AgileWorksOrg / elasticsearch-river-csv

CSV river for ElasticSearch
Apache License 2.0
91 stars 45 forks source link

CSV Not importing on server #12

Closed btray77 closed 10 years ago

btray77 commented 10 years ago

I'm on Ubuntu 12.04.4 LTS

Updated the system

sudo apt-get update && sudo apt-get upgrade

I installed elasticsearch using the debian file.

It seems to be installed correctly.

elasticsearch.yml file

changed cluster.name changed node.name

I built river-csv with:

Clone elasticsearch-river-csv-source: git clone https://github.com/xxBedy/elasticsearch-river-csv.git

Installed maven

apt-get install maven

Ran maven

mvn clean package

Installed plugin

bash /usr/share/elasticsearch/bin/plugin -url file:/path_to_csv_river_repository/target/release/elasticsearch-river-csv.zip -install elasticsearch-river-csv

checked if plugin installed correctly

bash plugin -l Installed plugins:

elasticsearch-river-csv-2.0.0.jar groovy-all-2.2.1.jar opencsv-2.3.jar

Location of above

/usr/share/elasticsearch/plugins/river-csv

the test csv file is located at /root/csv/demofile.csv

Restarted elastic search

service elasticsearch reboot

Ran

curl -XPUT localhost:9200/_river/cj/_meta -d ' { "type" : "csv", "csv_file" : { "folder" : "/root/csv", "filename_pattern" : ".*.csv$", "poll":"5m", "first_line_is_header":"true" } }'

It works on my local machine (osx) but not on the server.

Ran

curl -XGET "http://localhost:9200/_search" -d' { "query": { "match_all": {} } }'

Output

{"took":3,"timed_out":false,"_shards":{"total":1,"successful":1,"failed":0},"hits":{"total":2,"max_score":1.0,"hits":[{"_index":"_river","_type":"cj","_id":"_meta","_score":1.0, "_source" : { "type" : "csv", "csv_file" : { "folder" : "/root/csv", "filename_pattern" : ".*.csv$", "poll":"5m", "first_line_is_header":"true" }, "index" : { "index" : "my_index", "type" : "item", "bulk_size" : 100, "bulk_threshold" : 10 } }},{"_index":"_river","_type":"cj","_id":"_status","_score":1.0, "_source" : {"node":{"id":"6cl4wAj4TcWE0UdN2ayhRg","name":"Sunstreak","transport_address":"inet[/IPADDRESSISHERE:9300]"}}}]}}

My thoughts

I don't think it's seeing the csv file.
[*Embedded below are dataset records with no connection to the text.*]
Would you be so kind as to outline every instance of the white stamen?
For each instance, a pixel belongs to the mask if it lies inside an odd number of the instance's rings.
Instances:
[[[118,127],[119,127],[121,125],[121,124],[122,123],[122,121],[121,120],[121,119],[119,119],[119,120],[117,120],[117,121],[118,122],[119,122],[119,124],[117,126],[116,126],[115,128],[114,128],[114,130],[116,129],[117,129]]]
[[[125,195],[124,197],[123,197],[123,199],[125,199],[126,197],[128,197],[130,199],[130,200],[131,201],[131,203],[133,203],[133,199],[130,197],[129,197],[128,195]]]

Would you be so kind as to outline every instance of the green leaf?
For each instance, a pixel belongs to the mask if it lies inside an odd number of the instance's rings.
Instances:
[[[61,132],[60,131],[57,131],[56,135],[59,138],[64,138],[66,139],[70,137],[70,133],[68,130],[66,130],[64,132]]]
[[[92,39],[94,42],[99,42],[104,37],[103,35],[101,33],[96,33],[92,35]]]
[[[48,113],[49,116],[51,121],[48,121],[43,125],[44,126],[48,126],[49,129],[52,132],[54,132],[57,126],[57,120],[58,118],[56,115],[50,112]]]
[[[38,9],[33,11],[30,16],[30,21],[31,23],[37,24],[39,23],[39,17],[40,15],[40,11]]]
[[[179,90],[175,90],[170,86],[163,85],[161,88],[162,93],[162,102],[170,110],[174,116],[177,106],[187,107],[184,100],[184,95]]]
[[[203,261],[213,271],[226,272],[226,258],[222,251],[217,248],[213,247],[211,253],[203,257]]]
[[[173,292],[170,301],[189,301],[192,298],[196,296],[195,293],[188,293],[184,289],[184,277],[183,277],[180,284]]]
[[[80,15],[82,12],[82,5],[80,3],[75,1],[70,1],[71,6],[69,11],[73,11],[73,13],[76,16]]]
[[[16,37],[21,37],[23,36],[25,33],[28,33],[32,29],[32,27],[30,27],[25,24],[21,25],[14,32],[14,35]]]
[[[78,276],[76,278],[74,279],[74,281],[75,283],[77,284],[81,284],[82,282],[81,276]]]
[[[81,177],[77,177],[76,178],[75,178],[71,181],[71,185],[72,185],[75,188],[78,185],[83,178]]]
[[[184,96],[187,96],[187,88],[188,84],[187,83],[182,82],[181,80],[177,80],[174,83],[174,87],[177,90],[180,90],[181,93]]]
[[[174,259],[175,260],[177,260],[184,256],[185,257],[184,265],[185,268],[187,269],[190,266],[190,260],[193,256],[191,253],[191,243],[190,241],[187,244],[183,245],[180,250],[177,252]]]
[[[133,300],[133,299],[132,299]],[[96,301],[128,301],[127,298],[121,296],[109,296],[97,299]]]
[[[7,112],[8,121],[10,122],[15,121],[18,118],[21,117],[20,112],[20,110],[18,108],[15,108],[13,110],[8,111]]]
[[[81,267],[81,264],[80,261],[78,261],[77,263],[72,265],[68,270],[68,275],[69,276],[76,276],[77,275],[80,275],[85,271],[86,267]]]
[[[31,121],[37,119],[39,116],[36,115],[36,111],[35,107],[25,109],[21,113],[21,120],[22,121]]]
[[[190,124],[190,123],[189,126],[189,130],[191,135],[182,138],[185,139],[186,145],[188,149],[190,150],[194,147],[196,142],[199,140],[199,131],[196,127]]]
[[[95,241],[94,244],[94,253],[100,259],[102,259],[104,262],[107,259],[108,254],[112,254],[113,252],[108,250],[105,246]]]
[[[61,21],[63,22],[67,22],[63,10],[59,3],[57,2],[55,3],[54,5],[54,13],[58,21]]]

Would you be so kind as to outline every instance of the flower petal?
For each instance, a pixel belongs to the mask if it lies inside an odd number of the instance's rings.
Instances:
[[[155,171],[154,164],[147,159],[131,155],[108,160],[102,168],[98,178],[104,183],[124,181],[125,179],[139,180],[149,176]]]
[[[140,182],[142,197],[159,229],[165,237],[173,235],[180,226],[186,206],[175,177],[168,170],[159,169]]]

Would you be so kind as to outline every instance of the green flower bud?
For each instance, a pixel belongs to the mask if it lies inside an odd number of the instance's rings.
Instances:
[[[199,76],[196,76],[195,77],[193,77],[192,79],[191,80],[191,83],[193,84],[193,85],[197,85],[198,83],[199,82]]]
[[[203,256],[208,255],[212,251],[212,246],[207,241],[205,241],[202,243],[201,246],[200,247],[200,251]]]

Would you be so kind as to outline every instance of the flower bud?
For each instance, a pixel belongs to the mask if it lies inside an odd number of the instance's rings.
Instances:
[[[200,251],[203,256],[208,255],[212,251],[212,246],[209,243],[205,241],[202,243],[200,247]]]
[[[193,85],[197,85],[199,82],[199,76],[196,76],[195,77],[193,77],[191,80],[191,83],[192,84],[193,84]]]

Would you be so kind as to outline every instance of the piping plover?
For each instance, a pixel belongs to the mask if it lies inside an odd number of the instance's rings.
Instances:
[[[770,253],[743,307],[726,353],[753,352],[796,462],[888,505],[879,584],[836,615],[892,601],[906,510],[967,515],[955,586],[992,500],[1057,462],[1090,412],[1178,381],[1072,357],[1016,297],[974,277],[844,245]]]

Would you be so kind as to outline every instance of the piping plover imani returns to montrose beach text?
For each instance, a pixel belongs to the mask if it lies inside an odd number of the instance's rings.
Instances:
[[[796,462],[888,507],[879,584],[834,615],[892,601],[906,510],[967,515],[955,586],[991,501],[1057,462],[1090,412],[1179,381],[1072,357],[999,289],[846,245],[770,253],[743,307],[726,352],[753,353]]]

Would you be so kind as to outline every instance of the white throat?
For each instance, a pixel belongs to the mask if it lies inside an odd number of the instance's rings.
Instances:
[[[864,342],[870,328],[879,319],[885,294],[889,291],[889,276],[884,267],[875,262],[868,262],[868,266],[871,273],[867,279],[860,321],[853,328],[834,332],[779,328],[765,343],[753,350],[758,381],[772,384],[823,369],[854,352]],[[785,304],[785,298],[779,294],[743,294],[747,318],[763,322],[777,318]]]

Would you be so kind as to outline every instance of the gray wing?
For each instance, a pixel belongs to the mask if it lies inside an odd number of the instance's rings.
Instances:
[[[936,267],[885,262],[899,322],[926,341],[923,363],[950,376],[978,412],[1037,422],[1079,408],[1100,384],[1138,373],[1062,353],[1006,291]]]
I thought it might be a permissions issue, so I chmod 777 the csv file.

It's on a digitalocean server with 1gb ram. The CSV file is 10mb. I've tried with smaller csv files that only have a few lines, but same issue.

Log file

Nothing intresting going on inside it.

vtajzich commented 10 years ago

Hi,

I've installed ubuntu server to Parallels to test your issue. I didn't changed cluster.name and node.name. Also command to restart elastic search is:

service elastic search restart

instead of

service elasticsearch reboot

For test purposes I've used

test_1_id_column.csv

cdv from test sources. Copied it to /root/csv and run following put:

curl -XPUT localhost:9200/_river/cj/_meta -d '
{
"type" : "csv",
"csv_file" : {
"folder" : "/root/csv",
"first_line_is_header":"true"
} 
}'

Your command failed with error:

{"error":"MapperParsingException[failed to parse]; nested: JsonParseException[Unrecognized character escape '.' (code 46)\n at [Source: [B@7af8c64f; line: 6, column: 27]]; ","status":400}

this line

"filename_pattern" : ".*\.csv$",

should be

"filename_pattern" : ".*\\.csv$",

Everything works correctly.

Regards,

Vitek

btray77 commented 10 years ago

Thank you for your reply. I don't know why I wrote reboot.. :P I deleted _all restarted the service

I used your example without the file pattern. I think mine got stripped by github, as the correct file patern is on my laptop.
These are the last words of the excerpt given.